Ben Zoma famously taught that the Torah’s definition of wealth is far different from the world’s. “Who is rich?” he asked, “One who is happy with his lot” (Pirkei Avot 4:1). True wealth, Ben Zoma taught, is not measured by how much one possesses but by how little one lacks. Someone who has attained his goal and wants for nothing is the truly wealthy individual. Whereas the individual flush with cash and possessions who nevertheless craves more and more never finds that peace of mind he so desperately seeks.
Such an individual never ceases imagining that the next new and exciting acquisition will finally provide him with that much-sought-after, illusive inner serenity. And all for naught. Ironically, it is the unending pursuit of money and the feelings of dissatisfaction with one’s current standing that often accompany the pursuit of money that causes a man to be poor by Torah standards.
How do we become the types of people who become happy with our lot? The commentaries (Chasam Sofer, Chofetz Chaim and others) suggest that the answer to that question lies in the unusual wording of the mishnah itself. For instead of utilizing the common phrasing “One who is happy with what he has,” the mishnah adopts the distinct phrase “One who is happy with his lot.” And a “lot” implies that the happiness referenced herein stems specifically from the knowledge that all that one has is allotted by the Almighty for a specific function and purpose in this world: your one-of-a-kind purpose in this world.
So, whether one has vast wealth or far less than one’s neighbors, our collective happiness depends on recognizing God’s fingerprints on our wallets and trusting that we have exactly that which we need to fulfill our purpose on this Earth. Any happiness-depriving jealousy of others would be deeply inconsistent with such a spiritual vision.

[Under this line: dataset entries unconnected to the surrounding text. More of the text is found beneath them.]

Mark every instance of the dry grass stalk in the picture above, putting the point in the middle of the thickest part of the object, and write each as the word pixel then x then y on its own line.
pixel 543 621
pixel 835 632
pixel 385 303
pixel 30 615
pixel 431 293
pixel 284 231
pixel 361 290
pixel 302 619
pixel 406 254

On the flip side, King Solomon warns of the intoxicating nature of money and our endless and fruitless pursuit of it: “Whoever loves silver will not be sated with silver, and he who loves a multitude without increase — this too is vanity” (Kohelet 5:9). The Sages similarly recounted, “No one leaves this world with even half of his desires fulfilled. One who has one hundred wants two hundred. If he has two hundred he desires four hundred” (Kohelet Rabba 1:34).
As for an insight into the deep-seated makings of mankind’s unquenchable thirst for money, Rabbi Samson Raphael Hirsch Zt’’l (1808-1888) offers this following profound commentary on Pirkei Avot 4:1:
“Striving after money, the means for pleasure, has no limit; for though money in itself does not give pleasure, it makes possible all future enjoyment. Therefore, the lust for money can never be satisfied.”
The physical pleasures of this world all have a satiation point. Eat enough food and drink enough drink, and your stomach is full. One’s hunger pangs subside, and there’s hardly room inside for more. So it is with other earthly pleasures. A hunger for pleasure wells within, yearning to be quenched, and once satisfied goes silent again — or at least for a short while.
Money is different. It offers no direct physical pleasure and therefore has no satiation point. Money rather represents the capital for all future pleasures to come. And just as the possibilities for man’s future are limitless, so too is his drive to acquire the medium (money) that will help finance those prospects.
As far as Judaism is concerned, wealth is not to be disparaged. On the contrary, money in the right hands can serve as a powerful force for good in this world. The world needs more individuals devoted to significant charitable giving as it does breadwinners committed to familial self-reliance. Money, however, must always remain in our eyes as a means to such larger sacred goals, never as an end in itself, a goal to achieve. After all, one can go mad laboring to score a goal on a target that never stops moving.